Google, ever the inventors of new technology and the owners of YouTube.com, have broadened their work into the area of sound effects, specifically through the audio captioning on their YouTube network. Traditionally “closed captions,” which provide text on the screen for those with hearing challenges, provided dialog and narration text from audio. Now, however, Google has rolled out technology that can recognized the .wav forms of different types of sounds to include on their videos, dubbed “Sound Effects Captioning.” They do this to convey as much of the sound impact as possible from their videos, which is often contained with the ambient sound, above and beyond the voice.

In “Adding Sound Effect Information to YouTube Captions” by Scorish Chaudhuri, Google’s own research information blog, three different Google teams, Accessibility, Sound Understanding, and YouTube utilized machine learning (ML) to develop a completely new technology, a sound captioning system for video. In order to do this, they used a Deep Neural Network (DNN) model for ML and three specific steps were required for success: to accurately be able to detect various ambient sounds, to “localize” the sound within that segment, and place it in the correct spot in the caption sequence. They had to train their DNN using sound information in a huge labeled data set. For example, they acquired or generated many sounds of a specific type, say “applause,” to be used to teach their machine.
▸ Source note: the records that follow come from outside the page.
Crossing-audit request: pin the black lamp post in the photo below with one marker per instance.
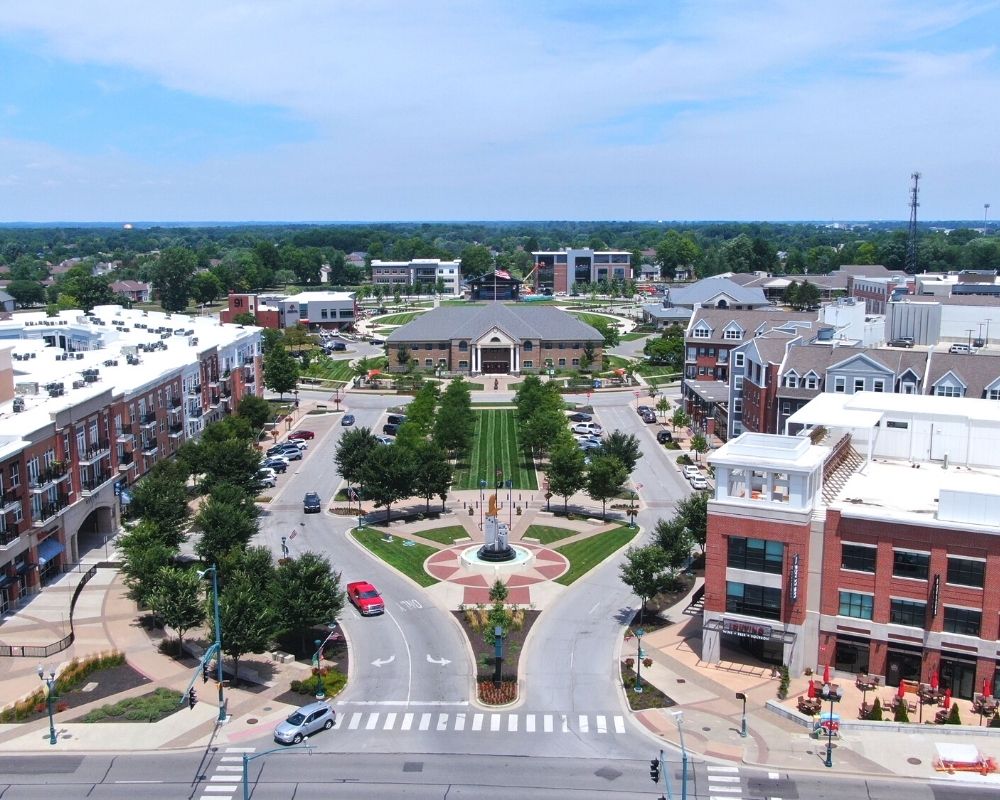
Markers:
(743, 725)
(50, 687)
(834, 694)
(639, 633)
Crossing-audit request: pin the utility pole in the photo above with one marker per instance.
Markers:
(911, 239)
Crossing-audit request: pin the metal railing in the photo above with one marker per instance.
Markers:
(44, 651)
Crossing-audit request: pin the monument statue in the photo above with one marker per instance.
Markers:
(496, 547)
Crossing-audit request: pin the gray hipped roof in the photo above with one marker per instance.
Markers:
(518, 321)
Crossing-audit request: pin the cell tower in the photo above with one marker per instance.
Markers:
(911, 239)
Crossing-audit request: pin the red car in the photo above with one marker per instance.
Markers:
(365, 598)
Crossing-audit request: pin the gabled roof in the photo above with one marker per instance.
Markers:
(517, 320)
(976, 371)
(708, 289)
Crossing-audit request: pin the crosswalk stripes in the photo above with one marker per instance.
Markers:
(228, 774)
(475, 722)
(724, 783)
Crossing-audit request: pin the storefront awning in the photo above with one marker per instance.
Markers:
(49, 549)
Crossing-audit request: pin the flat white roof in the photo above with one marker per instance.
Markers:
(175, 353)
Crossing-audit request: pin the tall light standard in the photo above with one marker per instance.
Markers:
(679, 719)
(218, 635)
(639, 633)
(833, 694)
(50, 688)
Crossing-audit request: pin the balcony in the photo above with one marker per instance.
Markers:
(49, 510)
(9, 534)
(10, 500)
(53, 473)
(91, 485)
(95, 452)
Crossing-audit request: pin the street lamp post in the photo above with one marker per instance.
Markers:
(218, 634)
(833, 694)
(50, 687)
(679, 719)
(639, 633)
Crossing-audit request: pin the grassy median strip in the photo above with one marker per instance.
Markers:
(446, 535)
(587, 553)
(405, 555)
(546, 534)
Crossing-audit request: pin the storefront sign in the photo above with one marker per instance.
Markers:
(748, 630)
(793, 583)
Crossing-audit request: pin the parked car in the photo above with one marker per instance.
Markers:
(306, 721)
(311, 503)
(266, 477)
(365, 598)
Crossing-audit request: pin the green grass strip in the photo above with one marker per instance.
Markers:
(407, 559)
(546, 534)
(587, 553)
(446, 535)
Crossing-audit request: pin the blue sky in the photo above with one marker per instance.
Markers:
(380, 110)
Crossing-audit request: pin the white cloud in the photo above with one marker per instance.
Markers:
(450, 110)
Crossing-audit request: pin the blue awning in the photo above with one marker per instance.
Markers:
(49, 549)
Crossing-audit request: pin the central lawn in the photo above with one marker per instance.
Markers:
(446, 535)
(586, 554)
(495, 446)
(408, 559)
(546, 534)
(396, 319)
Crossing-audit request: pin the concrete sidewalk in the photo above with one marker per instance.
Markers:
(712, 716)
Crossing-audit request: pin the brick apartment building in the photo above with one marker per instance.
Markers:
(874, 550)
(88, 404)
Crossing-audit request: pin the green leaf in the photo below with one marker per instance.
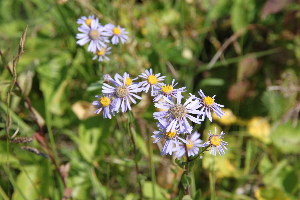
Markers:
(89, 134)
(160, 193)
(186, 181)
(242, 13)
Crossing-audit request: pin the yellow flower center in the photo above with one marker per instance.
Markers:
(152, 79)
(208, 101)
(94, 34)
(167, 89)
(88, 22)
(170, 134)
(128, 81)
(116, 31)
(122, 91)
(191, 145)
(178, 111)
(105, 101)
(102, 52)
(215, 140)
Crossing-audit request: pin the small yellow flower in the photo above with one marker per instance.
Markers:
(227, 119)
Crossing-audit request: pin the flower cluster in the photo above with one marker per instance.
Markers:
(99, 36)
(175, 115)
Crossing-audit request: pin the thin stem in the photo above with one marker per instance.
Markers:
(186, 169)
(130, 116)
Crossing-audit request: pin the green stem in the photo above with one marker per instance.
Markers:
(130, 117)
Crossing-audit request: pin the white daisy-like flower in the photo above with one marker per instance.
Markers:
(86, 20)
(151, 81)
(209, 105)
(117, 33)
(94, 34)
(176, 114)
(166, 91)
(172, 138)
(101, 54)
(192, 148)
(124, 92)
(105, 104)
(216, 143)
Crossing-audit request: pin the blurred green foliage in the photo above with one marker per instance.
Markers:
(246, 52)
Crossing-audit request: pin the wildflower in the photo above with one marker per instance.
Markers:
(166, 91)
(101, 54)
(107, 78)
(86, 20)
(152, 80)
(171, 138)
(117, 33)
(228, 117)
(94, 34)
(193, 146)
(216, 143)
(124, 91)
(105, 104)
(209, 105)
(177, 113)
Interestingly, and smartly, the three Google teams decided to begin with 3 basic sounds that are listed as among the most common in human created caption tracks, which are music, applause, and laughter: [[MUSIC], [APPLAUSE], and [LAUGHTER]. They report that they made sure to build an infrastructure that can accommodate new sounds in the future that are more specific, such as types of music and types of laughter.  They explain a complex system of created classifications of sounds that the DNN can recognize even multiple sounds are playing, meaning the ability to “localize” a sound in a wider variety of simultaneous audio. Which, apparently they were successful in achieving.

After being able to recognize a specific sound such as laughter, the next task for the teams was to figure out how to convey this information in a usable way to the viewer. While they do not specify which means they use to present the captioning, the different choices seem to be: have one part of the screen for voice captioning and one for sound captioning, interleave the two, or only have the sfx captions at the end of sentences. They were also interested in how users felt about the captions with the sound off and interestingly, discovered that viewers were not displeased with error, as long as the majority of time the sound captions communicated the basic information.  In addition, listeners who could hear the audio did not have difficulty ignoring any inaccuracies.

Overall this new system of automatically capturing sounds to display as closed captioning via a computer system as opposed to a human by hand looks very promising. And, as Google has shown time and time again, they don’t seem to have a problem with the constant evolution of products that succeed and that users value. They stress that this auto capturing of sound increases specifically the “richness” of their user generated videos.  They believe the current iteration is a basic framework for future improvement in sound captioning, improvements that may be brought on by user input themselves.